International students tend to hear about the OGI School of Science & Engineering through the Internet or word-of-mouth, said Fairley. A typical fall enrollee, Prabha Sundaram is a 24-year-old master's student who previously worked in Bombay, India, at a large systems integration company. Sundaram and her colleagues were "well aware of the best research centers across the world that worked in speech technology." Among the best, she said, are the school's Center for Spoken Language Understanding and Center for Information Technologies, which focus on speech recognition systems useful for education and health, and work to improve the way humans interact with computers.
"I also like the course structure at OGI," said Sundaram. "There is a lot of importance given to areas of specialization, which I think are very important. This helps students focus on their area of interest rather than taking arbitrary courses just to graduate. Students here get to interact with professionals from industry, which again is a huge advantage."

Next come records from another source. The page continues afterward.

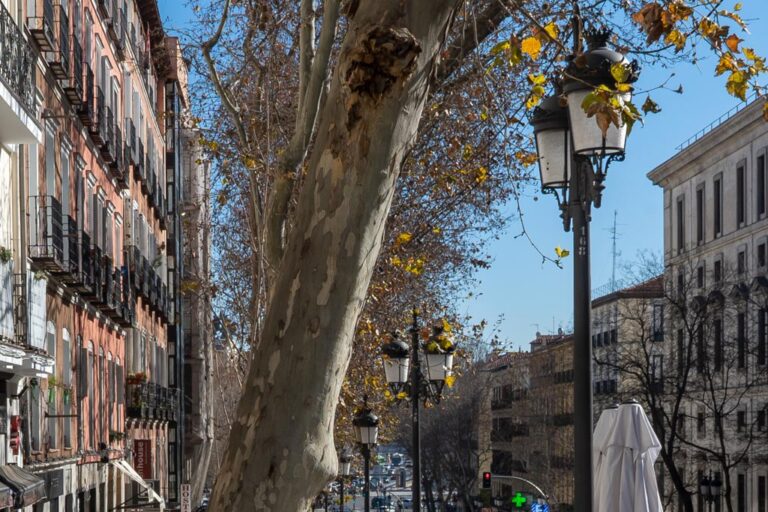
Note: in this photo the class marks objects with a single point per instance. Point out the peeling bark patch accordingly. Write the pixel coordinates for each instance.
(380, 58)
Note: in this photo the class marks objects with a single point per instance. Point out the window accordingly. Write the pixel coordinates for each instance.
(700, 215)
(741, 493)
(680, 225)
(741, 261)
(741, 340)
(741, 207)
(760, 185)
(701, 350)
(658, 322)
(762, 316)
(66, 376)
(717, 214)
(718, 335)
(50, 394)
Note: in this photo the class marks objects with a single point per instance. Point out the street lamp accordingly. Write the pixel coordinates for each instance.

Florencia Ortiz, a 28-year-old master's student from Mexico City, Mexico, stumbled upon the OGI School of Science & Engineering on the Internet. "I was looking for a program related to finance where the computing skills are the most important to performing financial analysis," said Ortiz. "I found OGI information in my Internet search and decided to come to the United States to study."
The other 33 newly enrolled students in the School of Science & Engineering this fall are part-time students from Oregon. Many of them work in high-tech industries in Washington County while they attend graduate school.
For example, Blake Bender, 35, works full time at Intel as a software developer. Bender said he selected the science and engineering school for its excellent reputation in computer science and the ability to take classes in the evenings or during the lunch hour while still working a 50-hour week for Intel. He is studying data intensive systems under professor Lois Delcambre, Ph.D., and said, "I had been meaning to go back to school for a master's degree for some time ... the theory taught in an academic environment is always applicable in a broad sense, and lasts a lot longer than if I sit and read books about the latest programming language."
Of the 588 students enrolled at the School of Science & Engineering in fall 2002, 335 are matriculated students in master's or doctoral degree programs. Four students are taking certificate courses, and 249 students are not matriculated, or taking courses without formally pursuing a degree. Historically (though precise data are unavailable) nonmatriculated students eventually become matriculated students and formally pursue a degree program.
In addition to the 588 students enrolled at the OGI School of Science & Engineering, another 1,000 students who aren't enrolled take one or two not-for-credit continuing education courses every year through the school's Center for Professional Development (www.ogi.edu/cpd) and hundreds more attend the school's free public seminars on technological topics.
The OGI School of Science & Engineering (formerly the Oregon Graduate Institute of Science & Technology) became one of four schools of the Oregon Health & Science University in 2001.